Most of my samples contain low and often sporadic coverage across a contig. I am not interested in the SNVs in samples with a low portion of contig coverage. It looks like you can filter our low coverage positions (in all samples), but I want to filter out samples with a low portion of coverage across a bin of contigs. Coverage can be high over small regions so a minimum positional coverage would allow some SNVs to remain despite that most of the contig is not covered at all. There is a table within the PROFILE.db that gives me this information, but it appears that portion_covered_contigs and portion_covered_splits are both the same split-level files? Is this a mistake? I was hoping to use portion_covered at the contig level.

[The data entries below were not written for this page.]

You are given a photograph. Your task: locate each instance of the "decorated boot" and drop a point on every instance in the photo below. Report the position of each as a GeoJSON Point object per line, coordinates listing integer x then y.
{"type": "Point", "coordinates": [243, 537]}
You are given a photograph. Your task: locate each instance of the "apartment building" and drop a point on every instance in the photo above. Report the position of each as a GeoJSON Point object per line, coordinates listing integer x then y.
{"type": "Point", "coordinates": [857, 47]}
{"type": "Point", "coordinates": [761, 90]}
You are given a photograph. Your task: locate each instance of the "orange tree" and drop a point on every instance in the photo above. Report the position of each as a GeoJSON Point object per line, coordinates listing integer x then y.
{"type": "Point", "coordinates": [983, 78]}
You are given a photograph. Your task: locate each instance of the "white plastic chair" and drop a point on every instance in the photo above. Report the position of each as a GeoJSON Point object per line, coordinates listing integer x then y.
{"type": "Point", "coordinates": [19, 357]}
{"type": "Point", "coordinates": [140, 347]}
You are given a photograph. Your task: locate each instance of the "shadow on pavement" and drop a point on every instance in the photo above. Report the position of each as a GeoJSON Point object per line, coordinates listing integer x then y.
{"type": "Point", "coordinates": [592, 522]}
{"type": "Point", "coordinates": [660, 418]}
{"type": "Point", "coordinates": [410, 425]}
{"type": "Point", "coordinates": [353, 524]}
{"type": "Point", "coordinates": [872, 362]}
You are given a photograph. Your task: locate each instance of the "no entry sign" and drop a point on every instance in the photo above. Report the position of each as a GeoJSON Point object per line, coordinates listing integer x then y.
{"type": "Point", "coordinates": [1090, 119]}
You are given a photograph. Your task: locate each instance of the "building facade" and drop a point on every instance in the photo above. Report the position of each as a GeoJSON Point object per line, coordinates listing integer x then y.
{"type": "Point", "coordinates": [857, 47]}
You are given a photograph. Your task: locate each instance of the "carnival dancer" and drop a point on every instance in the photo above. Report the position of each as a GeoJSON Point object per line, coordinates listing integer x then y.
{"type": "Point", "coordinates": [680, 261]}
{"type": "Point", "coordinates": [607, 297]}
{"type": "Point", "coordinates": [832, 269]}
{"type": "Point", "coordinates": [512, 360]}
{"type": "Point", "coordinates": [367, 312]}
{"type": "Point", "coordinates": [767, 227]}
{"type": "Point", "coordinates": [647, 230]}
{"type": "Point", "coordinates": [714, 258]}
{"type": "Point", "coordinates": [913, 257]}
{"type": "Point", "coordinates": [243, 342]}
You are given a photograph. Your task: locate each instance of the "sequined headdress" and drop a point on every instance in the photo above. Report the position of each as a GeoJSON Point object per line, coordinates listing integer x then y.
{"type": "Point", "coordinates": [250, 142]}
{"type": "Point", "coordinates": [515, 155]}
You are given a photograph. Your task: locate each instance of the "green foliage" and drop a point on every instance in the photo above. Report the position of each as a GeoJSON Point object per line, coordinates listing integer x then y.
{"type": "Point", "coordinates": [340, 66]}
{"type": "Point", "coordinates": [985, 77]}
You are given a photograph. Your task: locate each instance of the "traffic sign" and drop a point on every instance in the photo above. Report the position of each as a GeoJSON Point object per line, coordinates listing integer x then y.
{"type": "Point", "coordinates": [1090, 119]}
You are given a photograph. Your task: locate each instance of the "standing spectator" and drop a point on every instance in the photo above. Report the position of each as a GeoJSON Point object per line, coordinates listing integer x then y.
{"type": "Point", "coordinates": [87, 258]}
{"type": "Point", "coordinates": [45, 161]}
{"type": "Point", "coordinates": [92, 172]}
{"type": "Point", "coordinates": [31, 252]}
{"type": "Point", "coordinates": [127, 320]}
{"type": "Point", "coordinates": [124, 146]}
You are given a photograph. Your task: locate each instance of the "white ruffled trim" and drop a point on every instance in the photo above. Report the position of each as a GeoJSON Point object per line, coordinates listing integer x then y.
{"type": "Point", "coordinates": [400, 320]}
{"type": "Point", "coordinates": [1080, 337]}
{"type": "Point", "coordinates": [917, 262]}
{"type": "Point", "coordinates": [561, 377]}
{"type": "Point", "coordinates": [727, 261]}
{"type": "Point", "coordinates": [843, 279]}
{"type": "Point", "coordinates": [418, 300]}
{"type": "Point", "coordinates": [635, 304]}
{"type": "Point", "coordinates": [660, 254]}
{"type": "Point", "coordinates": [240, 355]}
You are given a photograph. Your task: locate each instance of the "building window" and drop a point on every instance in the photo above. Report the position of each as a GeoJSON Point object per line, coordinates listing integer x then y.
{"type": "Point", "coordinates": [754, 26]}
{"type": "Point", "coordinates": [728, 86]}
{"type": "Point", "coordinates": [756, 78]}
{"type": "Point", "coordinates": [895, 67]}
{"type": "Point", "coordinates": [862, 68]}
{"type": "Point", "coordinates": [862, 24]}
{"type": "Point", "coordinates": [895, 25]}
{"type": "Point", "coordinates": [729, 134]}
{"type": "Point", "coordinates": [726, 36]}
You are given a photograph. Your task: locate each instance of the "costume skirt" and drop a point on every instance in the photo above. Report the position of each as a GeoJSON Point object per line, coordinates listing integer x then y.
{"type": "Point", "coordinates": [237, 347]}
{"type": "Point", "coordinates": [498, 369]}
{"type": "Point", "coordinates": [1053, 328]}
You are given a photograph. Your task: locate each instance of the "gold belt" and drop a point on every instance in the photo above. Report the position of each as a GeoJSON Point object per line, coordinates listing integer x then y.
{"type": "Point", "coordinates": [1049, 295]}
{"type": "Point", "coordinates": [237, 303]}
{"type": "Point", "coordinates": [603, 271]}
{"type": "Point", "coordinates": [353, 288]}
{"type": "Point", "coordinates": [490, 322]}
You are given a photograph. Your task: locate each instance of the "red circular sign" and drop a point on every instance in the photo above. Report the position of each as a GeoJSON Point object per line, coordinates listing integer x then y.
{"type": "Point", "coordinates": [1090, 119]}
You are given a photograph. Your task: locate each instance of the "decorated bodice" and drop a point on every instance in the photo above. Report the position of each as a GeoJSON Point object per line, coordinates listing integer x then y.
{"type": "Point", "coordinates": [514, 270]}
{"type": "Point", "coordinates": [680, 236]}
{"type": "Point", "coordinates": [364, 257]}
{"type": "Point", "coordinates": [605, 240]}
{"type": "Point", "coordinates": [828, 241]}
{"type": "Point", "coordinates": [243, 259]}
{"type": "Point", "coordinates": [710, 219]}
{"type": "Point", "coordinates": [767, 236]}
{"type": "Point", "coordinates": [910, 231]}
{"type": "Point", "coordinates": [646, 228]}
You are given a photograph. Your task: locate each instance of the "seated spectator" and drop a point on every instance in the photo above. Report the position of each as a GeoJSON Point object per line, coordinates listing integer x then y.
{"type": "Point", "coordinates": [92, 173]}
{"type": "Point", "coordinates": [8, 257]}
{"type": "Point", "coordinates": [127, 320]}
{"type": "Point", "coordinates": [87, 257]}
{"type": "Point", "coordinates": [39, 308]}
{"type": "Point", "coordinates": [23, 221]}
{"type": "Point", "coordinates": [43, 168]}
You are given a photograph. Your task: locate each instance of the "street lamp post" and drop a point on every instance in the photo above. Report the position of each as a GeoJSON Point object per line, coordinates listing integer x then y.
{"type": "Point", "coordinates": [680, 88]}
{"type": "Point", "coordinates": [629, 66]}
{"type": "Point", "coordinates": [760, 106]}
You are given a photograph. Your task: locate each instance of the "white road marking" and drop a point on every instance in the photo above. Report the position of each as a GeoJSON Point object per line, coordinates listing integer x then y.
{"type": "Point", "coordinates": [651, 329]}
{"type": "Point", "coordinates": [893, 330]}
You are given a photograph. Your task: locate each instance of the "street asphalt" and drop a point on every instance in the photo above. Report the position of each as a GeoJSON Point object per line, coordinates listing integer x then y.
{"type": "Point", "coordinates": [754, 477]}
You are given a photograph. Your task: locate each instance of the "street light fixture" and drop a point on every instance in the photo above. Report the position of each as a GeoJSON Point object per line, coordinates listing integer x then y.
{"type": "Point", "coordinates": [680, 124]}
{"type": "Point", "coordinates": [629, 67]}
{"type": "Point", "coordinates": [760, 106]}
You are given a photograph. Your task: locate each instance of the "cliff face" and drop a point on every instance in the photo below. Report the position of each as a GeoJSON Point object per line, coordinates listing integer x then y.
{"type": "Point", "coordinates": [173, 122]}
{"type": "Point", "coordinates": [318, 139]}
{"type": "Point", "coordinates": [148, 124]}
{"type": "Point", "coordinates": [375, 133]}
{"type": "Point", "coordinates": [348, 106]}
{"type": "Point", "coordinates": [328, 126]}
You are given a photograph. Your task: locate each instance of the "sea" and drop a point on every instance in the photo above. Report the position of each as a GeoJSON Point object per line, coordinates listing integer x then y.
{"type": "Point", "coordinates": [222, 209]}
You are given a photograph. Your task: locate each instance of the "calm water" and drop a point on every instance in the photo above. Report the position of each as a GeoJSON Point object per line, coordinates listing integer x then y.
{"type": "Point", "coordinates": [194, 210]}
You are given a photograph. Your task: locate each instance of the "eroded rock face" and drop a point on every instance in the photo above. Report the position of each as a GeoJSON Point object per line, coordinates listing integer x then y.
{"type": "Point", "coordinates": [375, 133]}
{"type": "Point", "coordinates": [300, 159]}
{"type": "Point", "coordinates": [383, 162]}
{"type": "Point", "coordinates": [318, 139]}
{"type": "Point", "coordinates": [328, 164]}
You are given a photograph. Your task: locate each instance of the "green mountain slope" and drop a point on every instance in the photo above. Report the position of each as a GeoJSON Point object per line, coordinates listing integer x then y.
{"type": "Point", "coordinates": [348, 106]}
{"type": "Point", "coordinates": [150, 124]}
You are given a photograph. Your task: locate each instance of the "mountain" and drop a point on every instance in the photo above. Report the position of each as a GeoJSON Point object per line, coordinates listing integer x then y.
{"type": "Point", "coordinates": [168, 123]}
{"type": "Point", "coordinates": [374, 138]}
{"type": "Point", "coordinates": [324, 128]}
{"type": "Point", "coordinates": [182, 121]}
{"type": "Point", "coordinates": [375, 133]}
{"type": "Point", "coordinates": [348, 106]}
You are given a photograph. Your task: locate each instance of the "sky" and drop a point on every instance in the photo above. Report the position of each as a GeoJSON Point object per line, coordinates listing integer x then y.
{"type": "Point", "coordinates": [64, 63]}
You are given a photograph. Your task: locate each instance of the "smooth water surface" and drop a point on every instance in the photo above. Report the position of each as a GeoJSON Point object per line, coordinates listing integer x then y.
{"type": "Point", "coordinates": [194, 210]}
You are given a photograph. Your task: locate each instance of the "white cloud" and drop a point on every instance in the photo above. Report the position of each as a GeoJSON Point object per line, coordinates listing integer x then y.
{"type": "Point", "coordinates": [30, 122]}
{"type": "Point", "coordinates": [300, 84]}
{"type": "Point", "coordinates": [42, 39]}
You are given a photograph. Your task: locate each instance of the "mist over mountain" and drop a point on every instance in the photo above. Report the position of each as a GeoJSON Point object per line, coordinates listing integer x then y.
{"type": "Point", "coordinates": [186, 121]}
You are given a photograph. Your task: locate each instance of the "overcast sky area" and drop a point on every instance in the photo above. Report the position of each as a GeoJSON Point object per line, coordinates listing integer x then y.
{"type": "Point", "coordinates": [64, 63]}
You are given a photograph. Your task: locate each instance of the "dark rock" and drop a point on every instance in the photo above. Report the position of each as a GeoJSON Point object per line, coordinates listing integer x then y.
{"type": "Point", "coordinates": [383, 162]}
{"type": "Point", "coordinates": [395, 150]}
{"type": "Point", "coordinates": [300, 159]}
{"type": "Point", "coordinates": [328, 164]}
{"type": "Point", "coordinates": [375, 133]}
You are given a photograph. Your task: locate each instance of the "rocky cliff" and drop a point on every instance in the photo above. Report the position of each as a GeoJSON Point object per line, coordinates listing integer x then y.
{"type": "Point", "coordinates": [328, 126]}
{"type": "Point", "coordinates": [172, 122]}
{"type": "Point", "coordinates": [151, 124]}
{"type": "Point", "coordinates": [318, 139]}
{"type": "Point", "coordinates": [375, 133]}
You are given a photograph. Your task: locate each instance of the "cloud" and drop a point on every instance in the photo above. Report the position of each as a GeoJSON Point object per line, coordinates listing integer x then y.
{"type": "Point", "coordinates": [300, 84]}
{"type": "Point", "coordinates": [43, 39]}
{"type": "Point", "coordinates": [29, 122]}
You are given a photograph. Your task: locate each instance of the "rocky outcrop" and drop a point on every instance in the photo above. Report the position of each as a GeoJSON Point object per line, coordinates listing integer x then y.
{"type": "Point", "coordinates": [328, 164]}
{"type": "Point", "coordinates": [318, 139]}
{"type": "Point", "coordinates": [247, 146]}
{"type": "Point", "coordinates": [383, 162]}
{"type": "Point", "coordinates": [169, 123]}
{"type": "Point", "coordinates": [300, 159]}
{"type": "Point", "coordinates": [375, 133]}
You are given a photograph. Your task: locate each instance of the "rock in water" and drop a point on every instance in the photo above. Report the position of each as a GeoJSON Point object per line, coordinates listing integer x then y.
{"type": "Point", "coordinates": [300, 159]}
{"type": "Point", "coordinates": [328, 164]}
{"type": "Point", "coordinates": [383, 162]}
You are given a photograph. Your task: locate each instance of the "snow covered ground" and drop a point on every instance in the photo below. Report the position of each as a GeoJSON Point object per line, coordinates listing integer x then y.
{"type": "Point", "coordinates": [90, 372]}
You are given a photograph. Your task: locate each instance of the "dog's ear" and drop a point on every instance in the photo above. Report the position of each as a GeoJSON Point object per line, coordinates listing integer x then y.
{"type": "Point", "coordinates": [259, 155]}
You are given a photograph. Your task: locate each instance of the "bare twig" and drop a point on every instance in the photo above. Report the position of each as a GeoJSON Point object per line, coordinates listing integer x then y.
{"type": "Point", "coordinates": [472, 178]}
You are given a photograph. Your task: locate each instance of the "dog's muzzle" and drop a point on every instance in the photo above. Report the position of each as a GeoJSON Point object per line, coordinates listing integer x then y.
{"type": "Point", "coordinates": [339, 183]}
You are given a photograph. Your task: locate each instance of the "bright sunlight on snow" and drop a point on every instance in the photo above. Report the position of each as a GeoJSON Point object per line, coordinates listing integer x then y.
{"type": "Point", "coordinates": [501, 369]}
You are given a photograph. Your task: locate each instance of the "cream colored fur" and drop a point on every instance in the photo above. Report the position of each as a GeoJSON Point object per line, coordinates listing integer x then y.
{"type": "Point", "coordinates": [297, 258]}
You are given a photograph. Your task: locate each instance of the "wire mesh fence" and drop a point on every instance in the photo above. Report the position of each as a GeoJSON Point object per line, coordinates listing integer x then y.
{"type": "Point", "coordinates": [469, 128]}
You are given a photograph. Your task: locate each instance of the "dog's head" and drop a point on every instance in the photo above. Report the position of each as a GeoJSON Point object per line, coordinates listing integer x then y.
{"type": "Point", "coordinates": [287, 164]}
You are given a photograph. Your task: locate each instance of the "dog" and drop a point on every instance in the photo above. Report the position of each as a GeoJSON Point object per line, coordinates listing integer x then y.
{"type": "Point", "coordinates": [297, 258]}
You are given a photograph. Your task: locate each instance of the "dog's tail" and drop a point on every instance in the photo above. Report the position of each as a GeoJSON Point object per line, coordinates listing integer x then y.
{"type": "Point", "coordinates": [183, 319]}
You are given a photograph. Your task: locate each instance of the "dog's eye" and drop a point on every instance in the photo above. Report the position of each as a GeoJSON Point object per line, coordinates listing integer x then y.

I ultimately want to take an averaged measure of heterogeneity (departure_from_consensus) from each bin. I would then dig into sample-level heterogeneity to see what happens over time. For bins that appear for brief windows of time, this won’t be very fruitful but for bins that are present across many samples, it could be interesting regarding selective sweeps, etc. What do I need to do to normalize such a value to account for all of the positions that are not variable within these contigs (normalize by total contig length?).
I haven’t yet examined the correlation between depth and SNV frequency but a colleague of mine said he sees a correlation. Do you think this is an issue in the analysis I want to do? What should I do to ensure that SNV frequencies across positions of different depths are comparable? Maybe keep only those that have similar coverage values?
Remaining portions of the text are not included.